4. How does the OOM killer work, and how do you investigate OOM kill events?

Show answer When the system runs out of memory, the OOM killer selects and kills a process to free memory. Check for OOM kills: dmesg | grep -i "out of memory\|oom-killer\|killed process". Adjust OOM priority: echo -1000 > /proc//oom_score_adj (never kill) or echo 1000 (kill first). The OOM killer is a symptom -- fix the memory pressure, do not just restart the killed process.

5. What SysRq keys help debug hung systems without rebooting?

Show answer t = dump task states (debug hung processes), m = dump memory info (debug memory issues), w = dump blocked D-state tasks (debug I/O hangs), s = sync all filesystems, e = send SIGTERM to all processes. Access via Alt+SysRq+ on console, or echo > /proc/sysrq-trigger remotely. These work even when the system is mostly unresponsive.

🔴 Hard (3)

1. How do you analyze a kernel crash dump using the crash utility, and how do you read a backtrace?

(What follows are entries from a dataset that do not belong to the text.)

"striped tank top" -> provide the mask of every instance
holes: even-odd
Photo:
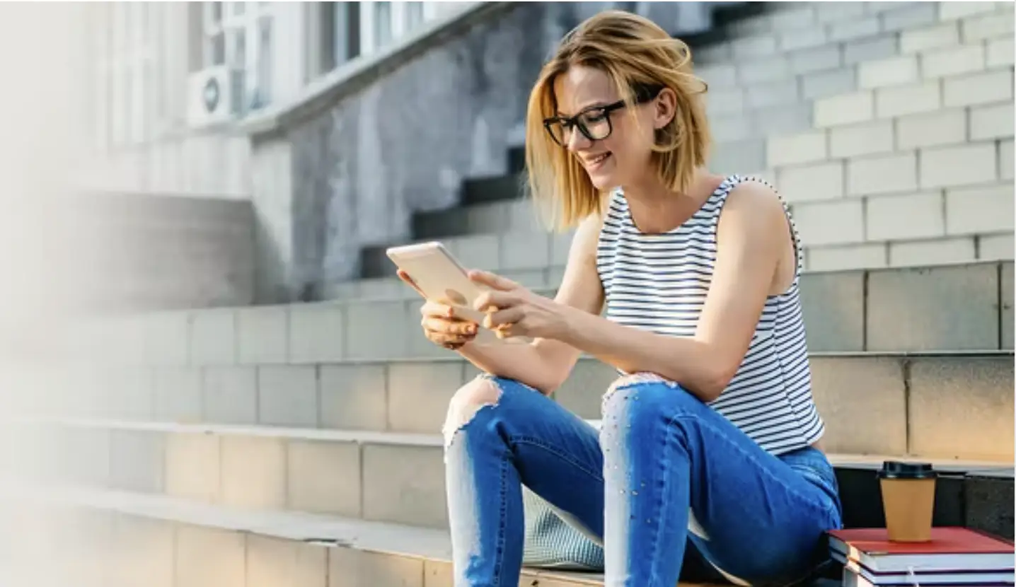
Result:
[[[616,191],[596,251],[607,318],[658,334],[694,336],[716,262],[720,210],[731,190],[748,180],[726,178],[687,221],[660,235],[641,233],[624,194]],[[783,207],[786,210],[785,203]],[[793,282],[783,294],[766,299],[741,367],[710,402],[774,455],[814,443],[825,428],[812,399],[801,310],[801,241],[789,210],[786,213],[798,251]]]

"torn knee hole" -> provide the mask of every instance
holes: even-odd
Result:
[[[456,433],[475,418],[477,412],[484,407],[495,407],[500,399],[501,388],[488,379],[475,379],[459,389],[451,398],[441,430],[445,448],[451,446]]]
[[[604,394],[604,398],[606,399],[610,397],[619,389],[631,387],[639,383],[666,383],[666,379],[656,375],[655,373],[631,373],[619,377],[617,381],[612,383],[611,387],[607,389],[607,393]]]

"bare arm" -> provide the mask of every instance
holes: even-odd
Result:
[[[601,224],[600,217],[590,216],[575,232],[565,275],[554,299],[576,314],[598,316],[604,308],[604,287],[596,272]],[[545,394],[564,383],[580,354],[567,342],[551,338],[535,338],[530,343],[468,342],[458,352],[481,371],[520,381]]]
[[[727,196],[717,226],[712,282],[692,337],[624,326],[589,312],[550,307],[524,290],[485,294],[478,306],[499,308],[489,321],[512,332],[552,333],[557,340],[629,373],[655,373],[703,401],[722,393],[751,343],[762,308],[777,281],[788,235],[782,204],[761,184]]]

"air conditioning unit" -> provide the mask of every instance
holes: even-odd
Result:
[[[236,120],[246,112],[244,72],[227,65],[206,67],[187,81],[187,123],[201,128]]]

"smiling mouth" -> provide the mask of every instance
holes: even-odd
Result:
[[[592,157],[590,159],[585,159],[585,169],[587,169],[587,170],[597,169],[601,165],[604,165],[604,161],[606,161],[608,158],[610,158],[610,156],[611,156],[611,152],[607,151],[606,153],[598,154],[598,155],[596,155],[596,156],[594,156],[594,157]]]

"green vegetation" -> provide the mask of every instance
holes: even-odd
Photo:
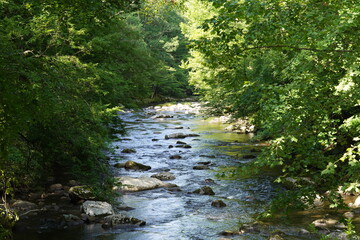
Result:
[[[122,132],[117,112],[190,93],[178,67],[181,17],[165,4],[150,19],[159,9],[143,6],[151,3],[0,0],[1,206],[7,189],[44,187],[49,176],[109,193],[104,153]]]
[[[248,117],[268,140],[254,168],[307,179],[273,210],[359,192],[358,1],[187,1],[190,82],[214,111]],[[301,181],[299,181],[301,183]]]
[[[269,142],[253,169],[297,180],[272,211],[342,206],[339,187],[360,192],[359,13],[357,0],[0,0],[0,211],[48,176],[109,193],[118,111],[190,95],[188,79]]]

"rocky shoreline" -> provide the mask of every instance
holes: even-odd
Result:
[[[163,114],[163,111],[177,112],[183,111],[185,113],[199,114],[201,106],[195,104],[176,104],[162,107],[151,108],[154,111],[149,113],[152,119],[172,119],[173,115]],[[212,119],[213,122],[228,122],[230,117],[219,117]],[[174,149],[190,149],[192,146],[188,144],[190,140],[195,141],[201,137],[199,134],[184,133],[183,126],[171,128],[173,133],[166,134],[162,140],[176,141],[175,144],[168,145],[168,148]],[[234,124],[228,126],[225,131],[234,131],[236,133],[250,133],[255,131],[255,127],[251,126],[245,120],[238,120]],[[189,141],[187,141],[189,139]],[[127,141],[130,141],[128,139]],[[160,139],[153,139],[154,144]],[[181,140],[181,141],[180,141]],[[137,152],[137,149],[124,148],[119,149],[123,155],[131,155]],[[248,156],[252,159],[256,157],[256,153]],[[174,161],[182,161],[184,158],[181,151],[177,154],[169,154],[169,159]],[[216,166],[211,160],[216,158],[214,155],[199,155],[199,158],[205,158],[206,161],[198,161],[196,165],[192,166],[192,170],[201,171],[209,170],[211,167]],[[244,157],[245,158],[245,157]],[[128,173],[137,173],[136,176],[118,176],[116,182],[119,186],[114,186],[114,191],[119,191],[126,195],[128,193],[138,191],[148,191],[152,189],[164,188],[170,192],[182,192],[181,187],[171,183],[178,176],[176,176],[172,169],[165,171],[156,171],[151,175],[141,175],[138,173],[146,173],[153,169],[152,166],[140,162],[128,160],[126,162],[118,162],[113,165],[115,169],[124,169]],[[223,209],[227,207],[226,201],[216,199],[216,191],[208,186],[214,184],[212,179],[204,179],[205,186],[194,189],[184,194],[193,195],[206,195],[214,196],[210,205],[216,209]],[[291,182],[291,181],[290,181]],[[359,220],[359,207],[360,197],[357,197],[350,205],[352,210],[347,211],[343,215],[343,219]],[[11,202],[11,209],[16,211],[20,220],[14,227],[14,231],[35,230],[35,231],[51,231],[51,229],[68,229],[76,228],[83,224],[101,224],[103,229],[109,228],[133,228],[142,227],[146,225],[146,219],[137,219],[126,214],[126,211],[132,208],[127,206],[115,205],[103,201],[98,201],[94,194],[91,192],[90,187],[83,186],[75,180],[68,181],[67,183],[52,183],[46,191],[38,193],[29,193],[25,198]],[[298,235],[310,239],[320,235],[336,237],[338,239],[347,239],[345,230],[347,226],[340,222],[338,219],[322,216],[321,218],[312,221],[314,229],[301,228]],[[223,231],[219,232],[218,236],[221,239],[230,239],[228,237],[237,235],[246,235],[250,233],[265,236],[271,240],[286,239],[289,235],[285,230],[278,230],[274,232],[273,229],[268,227],[268,223],[255,221],[253,223],[243,224],[236,231]]]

Show answer Install crash and kernel-debuginfo. Open dump: crash /usr/lib/debug/lib/modules/$(uname -r)/vmlinux /var/crash/*/vmcore. Key commands: bt (backtrace), log (kernel log at crash time), ps (process list), sys (system info). Read backtraces bottom-up: the lowest frame is where the problem started, the root cause is usually in the middle frames.

2. What are Machine Check Exceptions (MCEs), and how do you diagnose them?

Show answer MCEs are hardware errors reported by the CPU. Common causes: faulty RAM (diagnose with memtest86+), overheating CPU (check thermal sensors), or failing CPU (needs replacement). Check with dmesg | grep -i "machine check\|mce". Install mcelog for detailed analysis. MCEs indicate real hardware problems that cannot be fixed with software.

3. How do you configure kdump for remote crash dump storage, and what does the dump level (-d flag) control?

Show answer Configure in /etc/kdump.conf. For NFS: nfs server:/crash-dumps. For SSH: ssh user@server with sshkey path. The core_collector makedumpfile -d 31 flag controls what to exclude from the dump: 1=zero pages, 2=cache pages, 4=cache private, 8=user pages, 16=free pages. -d 31 excludes all (smallest dump). Lower values produce larger but more complete dumps.